More than a dozen Southern California Jan. 6 defendants admit guilt as of 2-year anniversary

More than a dozen people with Southern California ties have admitted their roles in the breach of the U.S Capital over the past year, even as other local residents facing more serious charges still await jury trials two years after the Jan. 6 insurrection.

A high-profile conviction and landmark verdict in Washington D.C., the opening of a key Jan. 6 trial and most of all the release of the findings of the House committee’s long-running investigation into the January 2021 attack on the Capital have all brought renewed attention in late 2022 to the attempt by thousands of pro-Trump supporters to breach Congress and temporarily halt the certification of President Joe Biden’s electoral victory.

The late November sedition conviction of Stewart Rhodes — leader of the extremist, far-right Oath Keepers militia — marked the first time a jury found that the violence of Jan. 6, 2021 was the result of a planned and organized conspiracy.

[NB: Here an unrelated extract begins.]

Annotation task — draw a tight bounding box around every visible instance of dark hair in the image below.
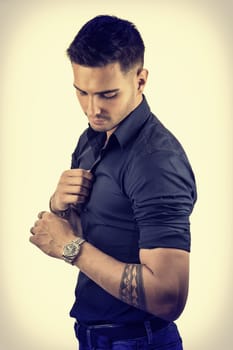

The current trial of five high-level members of the Proud Boys — another far-right group — is also expected to revolve around an alleged plot to stop the transfer of presidential power by turning the crowd at the Capital into a mob pointed at lawmakers.

Meanwhile, the House committee investigating the Jan. 6 attack in late December made the historic decision to formally accuse former President Donald Trump of inciting the insurrection, in the process depicting the violent events of Jan. 6 not as a crowd grown out of control but as the culmination of a months-long effort by the former President and his allies to remain in power despite losing the 2020 election.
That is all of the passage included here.